The cross section for the production of a \(\mathrm{Z} \) boson associated with at least one \(\mathrm{c} \) quark jet is measured. The measurement is performed in the kinematic region with two leptons with transverse momentum \(p_{\mathrm {T}} ^{\ell }>20\,\text {GeV} \), pseudorapidity \(|\eta ^{\ell } | < 2.1\), dilepton invariant mass \(71< m_{\ell \ell } < 111\,\text {GeV} \) and a jet with \(p_{\mathrm {T}} ^{\,\text {jet}}>25\,\text {GeV} \), \(|\eta ^{\,\text {jet}} | <2.5\), separated from the leptons of the \(\mathrm{Z} \) boson candidate by a distance \(\varDelta R ({\text {jet}},\ell ) > 0.5\).

The \(\mathrm{Z} +\mathrm{c} \) production cross sections measured in all the analysis categories are fully consistent, and the combined value is \(\sigma (\mathrm {p}\mathrm {p}\rightarrow \mathrm{Z} +\mathrm{c} +X) \mathcal {B}(\mathrm{Z} \rightarrow \ell ^+\ell ^-) = 8.8 \pm 0.5 \,\text {(stat)} \pm 0.6 \,\text {(syst)} \,\text {pb} \). This is the first measurement at the LHC of \(\mathrm{Z} +\mathrm{c} \) production in the central pseudorapidity region.

The cross section ratio for the production of a \(\mathrm{Z} \) boson and at least one \(\mathrm{c} \) and at least one \(\mathrm{b} \) quark jet is measured in the same kinematic region and is \(\sigma (\mathrm {p}\mathrm {p}\rightarrow \mathrm{Z} +\mathrm{c} +X)/\sigma (\mathrm {p}\mathrm {p}\rightarrow \mathrm{Z} +\mathrm{b} +X) = 2.0 \pm 0.2 \,\text {(stat)} \pm 0.2 \,\text {(syst)} \).

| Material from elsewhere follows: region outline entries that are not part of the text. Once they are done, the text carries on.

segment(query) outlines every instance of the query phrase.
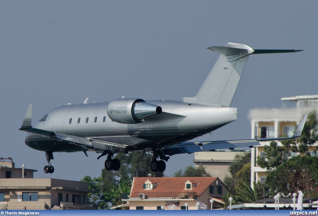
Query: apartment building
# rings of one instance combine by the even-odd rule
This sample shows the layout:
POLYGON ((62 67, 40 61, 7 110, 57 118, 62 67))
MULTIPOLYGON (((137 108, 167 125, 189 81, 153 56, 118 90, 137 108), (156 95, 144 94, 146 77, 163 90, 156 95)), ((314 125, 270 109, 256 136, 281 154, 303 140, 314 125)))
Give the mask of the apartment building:
MULTIPOLYGON (((318 110, 318 95, 296 96, 281 98, 284 102, 283 108, 279 109, 255 109, 250 111, 249 118, 252 124, 252 138, 280 137, 285 134, 291 137, 297 126, 305 115, 313 111, 318 110), (296 102, 295 107, 294 104, 296 102), (293 107, 287 107, 286 104, 294 105, 293 107)), ((264 146, 269 145, 270 142, 259 142, 260 145, 256 146, 251 149, 251 187, 253 188, 253 182, 265 182, 267 175, 266 170, 259 166, 256 162, 259 156, 264 156, 264 146)), ((279 141, 279 146, 283 145, 279 141)), ((314 156, 314 148, 309 147, 308 154, 314 156)), ((283 153, 287 158, 295 155, 291 153, 289 156, 287 153, 283 153)))

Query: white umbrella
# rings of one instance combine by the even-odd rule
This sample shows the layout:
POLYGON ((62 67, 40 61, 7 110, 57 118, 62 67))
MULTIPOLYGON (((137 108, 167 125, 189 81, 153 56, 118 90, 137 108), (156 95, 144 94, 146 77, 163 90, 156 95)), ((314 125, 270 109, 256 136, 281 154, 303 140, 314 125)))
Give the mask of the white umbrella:
POLYGON ((304 196, 304 194, 301 191, 298 191, 298 198, 297 200, 297 210, 303 210, 304 208, 302 206, 302 197, 304 196))

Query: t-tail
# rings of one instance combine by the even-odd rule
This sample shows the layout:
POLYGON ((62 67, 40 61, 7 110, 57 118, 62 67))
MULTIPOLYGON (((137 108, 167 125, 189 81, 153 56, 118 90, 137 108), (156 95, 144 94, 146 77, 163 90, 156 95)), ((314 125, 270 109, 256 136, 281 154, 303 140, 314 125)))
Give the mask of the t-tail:
POLYGON ((197 95, 183 98, 184 102, 230 106, 250 55, 302 51, 253 50, 247 45, 233 42, 229 42, 224 47, 207 49, 221 54, 197 95))

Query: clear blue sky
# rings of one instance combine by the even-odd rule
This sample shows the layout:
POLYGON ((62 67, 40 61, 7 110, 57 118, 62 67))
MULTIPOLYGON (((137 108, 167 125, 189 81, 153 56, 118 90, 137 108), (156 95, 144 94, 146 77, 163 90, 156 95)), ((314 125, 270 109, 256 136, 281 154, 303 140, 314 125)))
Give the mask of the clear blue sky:
MULTIPOLYGON (((317 94, 317 1, 0 1, 0 156, 35 177, 97 177, 97 154, 45 153, 19 131, 28 105, 33 124, 59 105, 121 98, 180 100, 195 95, 230 41, 254 49, 305 49, 250 57, 232 101, 238 120, 198 140, 249 138, 251 108, 317 94)), ((165 173, 193 164, 173 156, 165 173)))

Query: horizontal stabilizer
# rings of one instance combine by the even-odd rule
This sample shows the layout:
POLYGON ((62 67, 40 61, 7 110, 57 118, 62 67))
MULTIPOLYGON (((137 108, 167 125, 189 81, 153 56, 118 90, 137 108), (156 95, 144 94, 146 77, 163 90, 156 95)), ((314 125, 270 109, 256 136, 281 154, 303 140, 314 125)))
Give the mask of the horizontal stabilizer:
POLYGON ((297 53, 303 50, 296 50, 294 49, 254 49, 252 54, 270 54, 271 53, 297 53))

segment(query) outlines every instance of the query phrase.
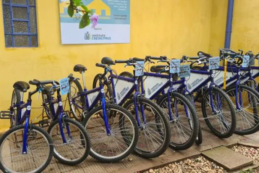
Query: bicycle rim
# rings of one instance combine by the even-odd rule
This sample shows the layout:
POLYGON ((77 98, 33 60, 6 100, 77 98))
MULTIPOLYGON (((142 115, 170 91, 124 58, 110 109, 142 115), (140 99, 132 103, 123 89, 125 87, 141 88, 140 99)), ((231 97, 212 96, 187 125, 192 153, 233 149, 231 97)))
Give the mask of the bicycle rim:
MULTIPOLYGON (((168 117, 169 111, 168 97, 165 97, 160 103, 168 117)), ((172 145, 182 145, 188 142, 193 136, 194 121, 188 107, 180 98, 171 98, 171 108, 173 120, 170 122, 172 133, 171 142, 172 145)))
POLYGON ((44 166, 49 156, 50 148, 48 140, 36 130, 29 132, 27 154, 23 154, 24 131, 22 129, 11 133, 0 147, 1 163, 9 172, 37 172, 44 166))
POLYGON ((66 143, 64 143, 58 122, 53 126, 49 131, 53 139, 54 152, 55 156, 67 162, 76 162, 83 157, 87 150, 87 141, 83 132, 76 125, 65 121, 63 125, 66 143), (67 128, 70 132, 69 134, 67 128))
POLYGON ((209 94, 209 91, 207 93, 203 98, 206 112, 205 121, 216 132, 220 134, 228 133, 232 126, 232 120, 229 105, 226 98, 215 89, 212 90, 211 95, 209 94))
POLYGON ((105 159, 122 157, 132 148, 136 136, 134 124, 126 114, 113 108, 109 111, 111 135, 107 135, 104 121, 99 116, 102 109, 92 115, 85 126, 91 139, 92 154, 105 159))
POLYGON ((238 131, 247 131, 259 123, 258 99, 256 95, 245 88, 238 88, 238 95, 236 97, 235 88, 227 91, 235 106, 236 117, 236 130, 238 131), (236 98, 237 98, 239 110, 237 110, 236 98))
MULTIPOLYGON (((132 115, 136 115, 134 102, 126 108, 132 115)), ((167 136, 164 120, 157 110, 147 103, 139 100, 138 111, 141 126, 139 127, 139 140, 136 149, 141 152, 151 153, 163 147, 167 136), (146 123, 142 118, 141 105, 144 110, 146 123)))

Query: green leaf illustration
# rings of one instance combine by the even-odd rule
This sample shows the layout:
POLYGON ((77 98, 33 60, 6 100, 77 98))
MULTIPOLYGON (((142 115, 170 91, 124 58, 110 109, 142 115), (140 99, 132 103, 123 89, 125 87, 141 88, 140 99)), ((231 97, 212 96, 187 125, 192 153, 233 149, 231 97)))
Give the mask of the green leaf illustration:
POLYGON ((74 15, 74 9, 73 6, 72 5, 69 5, 68 7, 68 13, 70 17, 72 17, 74 15))
POLYGON ((81 21, 79 24, 79 28, 82 29, 84 28, 86 26, 90 24, 90 19, 89 16, 88 16, 88 14, 84 14, 84 15, 82 17, 81 21))

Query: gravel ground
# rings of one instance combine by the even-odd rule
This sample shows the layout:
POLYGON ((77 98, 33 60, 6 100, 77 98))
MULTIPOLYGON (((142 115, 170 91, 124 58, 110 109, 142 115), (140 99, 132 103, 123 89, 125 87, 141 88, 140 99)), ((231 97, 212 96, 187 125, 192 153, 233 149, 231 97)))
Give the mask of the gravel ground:
POLYGON ((157 169, 150 169, 145 173, 203 173, 226 172, 223 168, 216 165, 202 156, 194 159, 187 159, 183 161, 169 164, 157 169))
MULTIPOLYGON (((230 148, 233 151, 238 152, 245 156, 250 157, 254 162, 259 163, 259 148, 235 145, 230 148)), ((214 163, 200 156, 196 158, 188 159, 183 161, 176 162, 162 168, 156 169, 150 169, 145 173, 227 173, 227 172, 214 163)), ((240 173, 259 173, 259 169, 240 172, 240 173)))
POLYGON ((235 145, 231 149, 245 156, 250 157, 254 162, 259 162, 259 148, 254 148, 242 145, 235 145))

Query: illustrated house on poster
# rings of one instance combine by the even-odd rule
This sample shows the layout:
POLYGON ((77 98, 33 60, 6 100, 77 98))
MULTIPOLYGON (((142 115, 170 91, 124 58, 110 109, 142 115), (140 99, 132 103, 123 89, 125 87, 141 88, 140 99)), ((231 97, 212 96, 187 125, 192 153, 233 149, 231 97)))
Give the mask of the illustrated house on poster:
POLYGON ((96 14, 100 16, 111 16, 111 8, 102 0, 94 0, 87 5, 87 8, 94 10, 96 14))

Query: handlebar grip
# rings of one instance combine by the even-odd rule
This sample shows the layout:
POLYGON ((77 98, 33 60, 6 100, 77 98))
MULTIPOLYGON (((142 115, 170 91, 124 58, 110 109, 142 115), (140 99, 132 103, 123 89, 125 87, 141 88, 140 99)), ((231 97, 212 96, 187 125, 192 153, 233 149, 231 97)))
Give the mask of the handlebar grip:
POLYGON ((53 84, 53 81, 52 80, 42 81, 39 82, 40 84, 42 84, 42 85, 51 84, 53 84))
POLYGON ((166 68, 167 67, 169 67, 168 65, 158 65, 155 66, 156 68, 166 68))
POLYGON ((35 85, 35 86, 37 86, 37 85, 38 84, 38 82, 36 82, 36 81, 29 81, 29 84, 30 84, 31 85, 35 85))
POLYGON ((200 58, 199 57, 190 57, 189 58, 189 59, 193 59, 193 60, 197 60, 197 59, 199 59, 200 58))
POLYGON ((139 58, 137 58, 137 57, 135 57, 135 58, 132 58, 132 60, 133 61, 144 61, 144 60, 145 60, 144 59, 139 58))
POLYGON ((157 57, 157 56, 150 56, 150 59, 153 59, 153 60, 159 60, 161 59, 161 58, 160 57, 157 57))
POLYGON ((96 63, 95 64, 95 66, 96 67, 102 67, 102 68, 105 68, 106 67, 106 66, 103 64, 101 64, 101 63, 96 63))
POLYGON ((59 83, 58 82, 56 81, 53 81, 53 82, 54 82, 57 85, 59 85, 59 83))
POLYGON ((115 63, 126 63, 128 60, 115 60, 115 63))
POLYGON ((202 61, 202 60, 203 60, 204 59, 209 59, 209 58, 207 57, 202 57, 202 58, 199 58, 199 61, 202 61))

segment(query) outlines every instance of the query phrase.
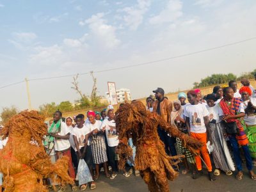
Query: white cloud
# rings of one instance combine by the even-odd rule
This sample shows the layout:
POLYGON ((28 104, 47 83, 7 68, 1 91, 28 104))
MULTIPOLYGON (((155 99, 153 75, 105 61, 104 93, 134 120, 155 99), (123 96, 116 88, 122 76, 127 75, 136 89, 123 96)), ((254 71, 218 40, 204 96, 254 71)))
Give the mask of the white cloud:
POLYGON ((12 34, 12 39, 8 40, 8 42, 13 44, 16 48, 26 51, 33 44, 36 39, 37 36, 34 33, 13 33, 12 34))
POLYGON ((68 15, 68 13, 65 13, 58 16, 52 17, 49 19, 49 22, 58 22, 68 15))
POLYGON ((29 61, 33 65, 52 66, 60 65, 64 61, 61 47, 54 45, 50 47, 36 47, 34 49, 35 54, 29 56, 29 61))
POLYGON ((92 35, 100 42, 100 45, 103 45, 108 49, 115 48, 120 44, 120 41, 116 38, 116 28, 108 24, 108 20, 103 19, 104 16, 104 13, 93 15, 90 19, 81 21, 79 24, 88 24, 92 35))
POLYGON ((179 0, 170 0, 166 8, 158 15, 149 19, 149 23, 159 24, 172 22, 182 15, 182 3, 179 0))
POLYGON ((87 39, 88 34, 84 34, 81 38, 79 39, 74 38, 65 38, 63 43, 65 45, 71 47, 81 47, 83 45, 87 45, 84 42, 87 39))
POLYGON ((223 0, 197 0, 195 4, 200 5, 203 8, 216 6, 221 4, 223 0))
POLYGON ((77 5, 74 7, 75 10, 77 11, 81 11, 82 10, 82 6, 81 5, 77 5))
POLYGON ((125 13, 122 19, 130 29, 135 31, 142 23, 144 14, 148 11, 150 4, 150 0, 138 0, 137 4, 125 7, 118 12, 125 13))

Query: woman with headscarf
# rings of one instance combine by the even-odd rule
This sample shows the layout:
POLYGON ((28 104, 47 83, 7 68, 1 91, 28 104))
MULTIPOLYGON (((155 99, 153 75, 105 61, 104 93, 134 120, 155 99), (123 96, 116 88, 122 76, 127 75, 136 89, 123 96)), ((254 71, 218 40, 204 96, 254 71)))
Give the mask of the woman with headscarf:
MULTIPOLYGON (((178 127, 179 130, 182 132, 188 134, 188 131, 186 128, 185 117, 183 115, 183 108, 182 108, 181 102, 179 100, 173 101, 173 108, 174 109, 171 112, 171 124, 175 125, 178 127)), ((181 173, 184 175, 186 174, 189 170, 188 161, 193 164, 195 167, 195 157, 191 154, 189 150, 183 147, 182 142, 179 138, 176 138, 176 141, 177 143, 179 154, 180 155, 184 155, 186 156, 184 159, 185 170, 183 170, 181 172, 181 173)))
MULTIPOLYGON (((220 106, 224 113, 223 120, 228 124, 230 132, 235 132, 233 128, 236 127, 237 132, 229 134, 229 140, 233 149, 234 158, 238 173, 236 177, 237 180, 243 179, 242 161, 240 157, 239 147, 242 147, 246 162, 246 167, 249 175, 253 180, 256 180, 256 175, 253 171, 252 157, 248 147, 248 140, 244 132, 244 127, 241 124, 241 118, 245 116, 244 108, 241 105, 241 100, 234 97, 234 90, 230 87, 225 88, 223 90, 224 98, 220 102, 220 106)), ((226 131, 228 130, 227 129, 226 131)))
POLYGON ((244 120, 246 125, 246 134, 249 140, 249 150, 253 159, 253 164, 256 166, 256 99, 250 98, 252 90, 248 86, 243 86, 239 90, 244 108, 244 120))
POLYGON ((178 94, 178 99, 180 101, 181 107, 184 108, 189 103, 186 103, 186 99, 187 99, 187 95, 184 92, 180 92, 178 94))
POLYGON ((107 168, 107 151, 105 143, 104 132, 100 130, 102 122, 95 120, 96 114, 93 111, 88 113, 89 123, 85 126, 90 130, 95 130, 92 134, 92 152, 93 163, 95 164, 95 175, 94 180, 97 180, 99 174, 100 164, 103 164, 106 177, 109 177, 109 173, 107 168))
POLYGON ((214 162, 216 170, 214 174, 220 175, 220 170, 226 173, 227 175, 231 175, 232 171, 235 170, 233 161, 227 145, 224 133, 225 127, 221 122, 224 114, 218 104, 216 104, 217 98, 214 94, 208 94, 206 97, 207 106, 206 108, 209 113, 209 136, 212 144, 214 145, 212 152, 213 161, 214 162))
POLYGON ((223 98, 223 90, 219 85, 217 85, 213 88, 212 93, 218 99, 215 102, 216 104, 218 104, 223 98))

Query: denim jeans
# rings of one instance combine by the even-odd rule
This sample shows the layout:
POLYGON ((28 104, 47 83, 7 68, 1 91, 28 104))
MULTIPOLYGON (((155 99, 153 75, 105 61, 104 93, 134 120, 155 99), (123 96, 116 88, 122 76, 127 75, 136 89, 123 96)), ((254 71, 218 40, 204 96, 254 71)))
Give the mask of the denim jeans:
MULTIPOLYGON (((240 157, 239 147, 237 143, 237 140, 236 136, 229 136, 229 140, 230 141, 234 154, 234 158, 235 159, 236 164, 238 171, 242 170, 242 160, 240 157)), ((243 150, 244 151, 245 160, 246 162, 246 167, 249 171, 252 170, 252 162, 251 155, 250 154, 249 147, 248 145, 242 145, 243 150)))

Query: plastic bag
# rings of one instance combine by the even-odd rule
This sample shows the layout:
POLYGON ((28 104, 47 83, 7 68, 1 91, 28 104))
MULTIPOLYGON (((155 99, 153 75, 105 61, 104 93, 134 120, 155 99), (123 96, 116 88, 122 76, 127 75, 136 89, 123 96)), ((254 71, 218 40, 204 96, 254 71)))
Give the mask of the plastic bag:
POLYGON ((93 181, 89 168, 84 159, 79 160, 78 164, 77 174, 79 186, 93 181))
POLYGON ((213 143, 211 145, 210 141, 208 141, 208 142, 206 143, 206 147, 208 150, 209 153, 211 154, 211 153, 213 151, 214 148, 214 145, 213 143))

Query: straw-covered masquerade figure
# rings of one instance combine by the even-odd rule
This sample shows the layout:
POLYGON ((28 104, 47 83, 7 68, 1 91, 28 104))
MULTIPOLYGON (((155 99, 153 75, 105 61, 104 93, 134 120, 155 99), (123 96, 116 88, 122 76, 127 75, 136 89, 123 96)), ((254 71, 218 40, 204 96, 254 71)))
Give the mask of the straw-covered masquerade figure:
POLYGON ((13 116, 1 131, 3 138, 8 137, 0 150, 4 191, 48 191, 43 184, 44 178, 61 186, 73 183, 68 174, 68 158, 64 156, 52 164, 46 154, 42 140, 47 134, 44 117, 35 111, 13 116))
POLYGON ((125 103, 116 112, 116 126, 119 131, 120 143, 116 153, 120 157, 119 168, 124 169, 126 160, 132 156, 132 150, 127 145, 128 134, 132 133, 136 147, 135 169, 148 185, 150 191, 169 191, 168 180, 177 175, 173 166, 177 166, 184 156, 168 156, 157 134, 157 127, 169 134, 179 138, 185 147, 192 152, 201 147, 201 143, 180 132, 176 127, 167 124, 156 113, 150 113, 140 101, 125 103))

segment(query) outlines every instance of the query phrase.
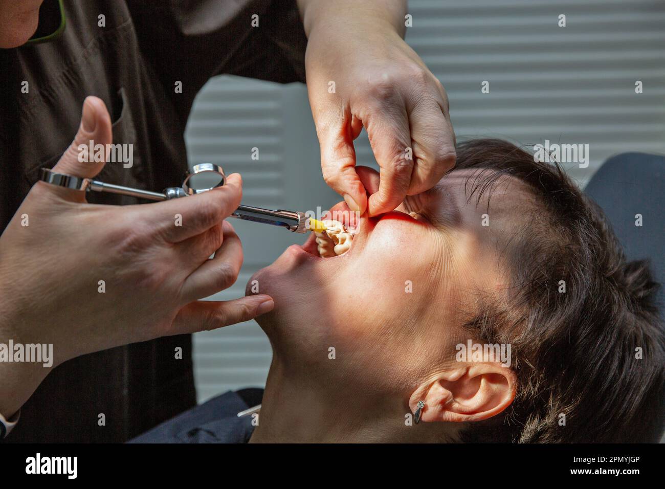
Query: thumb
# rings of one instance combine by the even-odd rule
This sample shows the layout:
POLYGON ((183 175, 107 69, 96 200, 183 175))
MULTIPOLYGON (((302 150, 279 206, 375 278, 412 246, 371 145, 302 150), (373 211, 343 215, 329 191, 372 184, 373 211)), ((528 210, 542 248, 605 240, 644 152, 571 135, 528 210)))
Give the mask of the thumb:
POLYGON ((111 118, 106 106, 101 98, 86 97, 78 132, 53 167, 53 171, 82 178, 92 178, 104 168, 108 156, 106 145, 110 144, 112 139, 111 118))

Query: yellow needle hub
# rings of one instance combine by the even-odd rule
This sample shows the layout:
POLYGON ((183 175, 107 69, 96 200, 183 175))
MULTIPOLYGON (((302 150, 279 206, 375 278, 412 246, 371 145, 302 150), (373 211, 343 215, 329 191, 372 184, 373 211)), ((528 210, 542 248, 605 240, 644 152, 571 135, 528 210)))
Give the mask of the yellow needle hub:
POLYGON ((328 228, 321 221, 310 218, 307 223, 307 229, 315 233, 323 233, 328 228))

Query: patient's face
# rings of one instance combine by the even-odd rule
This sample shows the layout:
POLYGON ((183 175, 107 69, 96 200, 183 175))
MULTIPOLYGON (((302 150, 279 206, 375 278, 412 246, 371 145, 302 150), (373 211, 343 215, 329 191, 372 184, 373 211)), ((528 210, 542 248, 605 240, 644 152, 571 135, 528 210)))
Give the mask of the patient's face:
POLYGON ((343 255, 319 257, 313 236, 257 272, 252 279, 275 303, 258 321, 282 363, 306 364, 313 381, 321 373, 406 392, 432 362, 453 359, 467 337, 458 327, 464 307, 476 291, 500 289, 504 281, 496 245, 509 232, 505 216, 520 192, 501 186, 488 213, 485 199, 477 204, 465 192, 477 171, 456 170, 395 212, 344 223, 358 226, 343 255))

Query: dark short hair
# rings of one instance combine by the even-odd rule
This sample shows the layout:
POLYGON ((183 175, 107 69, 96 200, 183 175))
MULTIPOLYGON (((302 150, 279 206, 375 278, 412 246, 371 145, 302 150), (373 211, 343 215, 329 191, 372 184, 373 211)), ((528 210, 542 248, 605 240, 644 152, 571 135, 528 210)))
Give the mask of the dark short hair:
POLYGON ((499 415, 469 423, 461 440, 657 441, 665 333, 648 263, 626 261, 602 211, 559 164, 493 139, 461 144, 457 155, 456 169, 493 170, 474 173, 469 199, 491 199, 509 176, 541 208, 505 253, 507 301, 483 303, 464 325, 478 340, 511 344, 517 396, 499 415))

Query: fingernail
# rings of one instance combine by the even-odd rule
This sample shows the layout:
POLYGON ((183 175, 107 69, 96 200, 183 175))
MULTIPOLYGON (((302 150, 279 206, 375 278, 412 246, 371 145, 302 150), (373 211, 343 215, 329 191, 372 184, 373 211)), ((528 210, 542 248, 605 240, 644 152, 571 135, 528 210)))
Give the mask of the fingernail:
POLYGON ((97 124, 97 118, 94 115, 94 106, 86 99, 83 101, 83 114, 81 116, 83 130, 86 132, 92 132, 94 130, 97 124))
POLYGON ((354 200, 353 198, 352 198, 348 194, 344 194, 344 202, 346 203, 346 205, 348 206, 348 208, 351 210, 360 210, 360 206, 356 204, 356 201, 354 200))
POLYGON ((261 314, 265 314, 266 313, 272 311, 274 307, 275 302, 272 299, 269 299, 265 302, 262 302, 256 309, 257 315, 260 316, 261 314))

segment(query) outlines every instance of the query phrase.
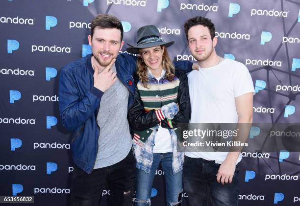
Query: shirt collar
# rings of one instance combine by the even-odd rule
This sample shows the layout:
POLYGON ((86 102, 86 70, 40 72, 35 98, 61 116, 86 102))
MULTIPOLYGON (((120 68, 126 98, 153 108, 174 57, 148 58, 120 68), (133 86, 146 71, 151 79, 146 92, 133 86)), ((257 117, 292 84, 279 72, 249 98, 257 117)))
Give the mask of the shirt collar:
MULTIPOLYGON (((149 68, 147 68, 147 69, 148 69, 148 73, 149 74, 149 78, 150 79, 153 79, 153 78, 155 79, 155 77, 152 73, 152 72, 151 72, 149 68)), ((161 71, 161 73, 160 74, 160 78, 164 78, 165 77, 165 74, 166 74, 166 70, 164 69, 163 69, 163 70, 161 71)))

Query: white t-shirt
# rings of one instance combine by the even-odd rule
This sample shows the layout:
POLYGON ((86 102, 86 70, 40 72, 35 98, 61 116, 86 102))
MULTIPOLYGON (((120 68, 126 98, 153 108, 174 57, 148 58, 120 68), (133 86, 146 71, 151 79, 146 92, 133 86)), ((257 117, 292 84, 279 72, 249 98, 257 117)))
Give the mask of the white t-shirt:
MULTIPOLYGON (((192 115, 191 123, 237 123, 235 98, 255 93, 253 82, 243 64, 225 59, 218 65, 199 68, 188 74, 192 115)), ((215 160, 221 164, 227 152, 186 152, 191 158, 215 160)), ((240 154, 236 163, 242 159, 240 154)))
MULTIPOLYGON (((156 78, 157 81, 161 77, 156 78)), ((166 153, 172 152, 172 141, 169 130, 159 126, 154 139, 154 146, 153 147, 154 153, 166 153)))

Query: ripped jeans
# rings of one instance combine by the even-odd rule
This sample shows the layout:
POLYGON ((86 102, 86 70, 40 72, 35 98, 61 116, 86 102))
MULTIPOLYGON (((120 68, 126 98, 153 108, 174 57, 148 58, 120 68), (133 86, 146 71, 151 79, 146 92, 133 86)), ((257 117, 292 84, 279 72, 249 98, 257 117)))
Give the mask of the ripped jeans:
MULTIPOLYGON (((150 206, 152 185, 155 172, 160 163, 165 174, 168 206, 180 206, 182 192, 182 171, 173 174, 172 170, 173 153, 153 153, 153 163, 149 174, 138 169, 136 198, 134 206, 150 206)), ((154 194, 152 194, 153 195, 154 194)))
POLYGON ((131 206, 136 180, 132 150, 121 161, 87 174, 75 167, 71 177, 71 206, 99 206, 103 194, 108 205, 131 206), (104 189, 108 191, 103 191, 104 189))

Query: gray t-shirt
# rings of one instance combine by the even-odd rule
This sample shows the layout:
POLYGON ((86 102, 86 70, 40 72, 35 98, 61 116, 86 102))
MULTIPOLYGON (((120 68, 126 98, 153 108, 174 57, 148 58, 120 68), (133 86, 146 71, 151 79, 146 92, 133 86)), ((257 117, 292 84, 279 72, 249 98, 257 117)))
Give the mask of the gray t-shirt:
MULTIPOLYGON (((114 65, 113 69, 116 72, 114 65)), ((100 133, 94 169, 119 162, 131 148, 132 139, 127 119, 128 96, 127 88, 117 79, 102 96, 97 115, 100 133)))

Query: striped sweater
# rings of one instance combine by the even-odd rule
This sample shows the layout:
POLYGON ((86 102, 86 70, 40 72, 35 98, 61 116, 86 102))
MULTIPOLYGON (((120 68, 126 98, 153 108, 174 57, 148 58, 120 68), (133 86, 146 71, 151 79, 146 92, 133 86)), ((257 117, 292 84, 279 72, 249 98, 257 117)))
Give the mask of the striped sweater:
POLYGON ((137 85, 146 112, 151 110, 158 110, 163 106, 171 102, 178 104, 177 96, 179 80, 175 76, 173 81, 169 82, 168 79, 164 78, 165 72, 165 70, 163 70, 162 76, 163 77, 159 81, 149 72, 150 80, 148 84, 149 88, 144 87, 140 81, 137 85))

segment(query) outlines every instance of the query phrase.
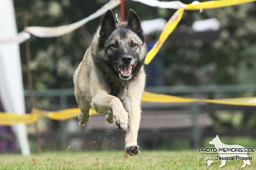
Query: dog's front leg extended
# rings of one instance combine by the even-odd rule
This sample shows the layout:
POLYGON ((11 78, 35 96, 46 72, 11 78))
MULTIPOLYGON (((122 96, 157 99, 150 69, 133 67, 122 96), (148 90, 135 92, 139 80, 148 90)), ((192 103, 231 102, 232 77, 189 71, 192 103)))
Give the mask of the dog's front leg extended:
POLYGON ((129 155, 138 155, 140 149, 137 144, 137 138, 140 120, 140 101, 132 104, 132 109, 129 112, 129 128, 125 138, 125 150, 129 155))
POLYGON ((113 123, 114 121, 112 120, 113 117, 118 129, 120 129, 124 133, 127 131, 129 122, 128 113, 124 108, 118 98, 103 91, 99 90, 93 96, 91 105, 99 113, 109 113, 110 110, 109 115, 106 116, 107 120, 109 120, 109 122, 113 123), (112 121, 113 122, 111 122, 112 121))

The size of the sample selected in the semileptonic channel allows for the first differential measurements of the \(\mathrm{Z} +\mathrm{c} \) cross section at the LHC. The \(\mathrm{Z} +\mathrm{c} \) cross section and \({(\mathrm{Z} +\mathrm{c})}/{(\mathrm{Z} +\mathrm{b})}\) cross section ratio are measured as a function of the transverse momentum of the \(\mathrm{Z} \) boson and of the heavy flavour jet.

The measurements are in agreement with the leading order predictions from MadGraph and next-to-leading-order predictions from MadGraph 5_amc@nlo. Predictions from the mcfm program are lower than the measured \(\mathrm{Z} +\mathrm{c} \) cross section and \({(\mathrm{Z} +\mathrm{c})}/{(\mathrm{Z} +\mathrm{b})}\) cross section ratio, both inclusively and differentially. This difference can be explained by the absence of parton shower development and nonperturbative effects in the mcfm calculation.

Measurements in the highest \(p_{\mathrm {T}} ^{\, \mathrm {Z}}\) (\(p_{\mathrm {T}} ^{\,\text {jet}}\)) region analyzed, \(60< p_{\mathrm {T}} ^{\, \mathrm {Z}}(p_{\mathrm {T}} ^{\,\text {jet}}) < 200 \,\text {GeV} \), would be sensitive to the existence of an intrinsic charm component inside the proton if this IC component were large enough to induce a significant enhancement in the \(\mathrm{Z} +\mathrm{c} \) production cross section. However, our measurements of the \(\mathrm{Z} +\mathrm{c} \) cross section and \({(\mathrm{Z} +\mathrm{c})}/{(\mathrm{Z} +\mathrm{b})}\) cross section ratio are consistent with predictions using PDF sets with no IC component.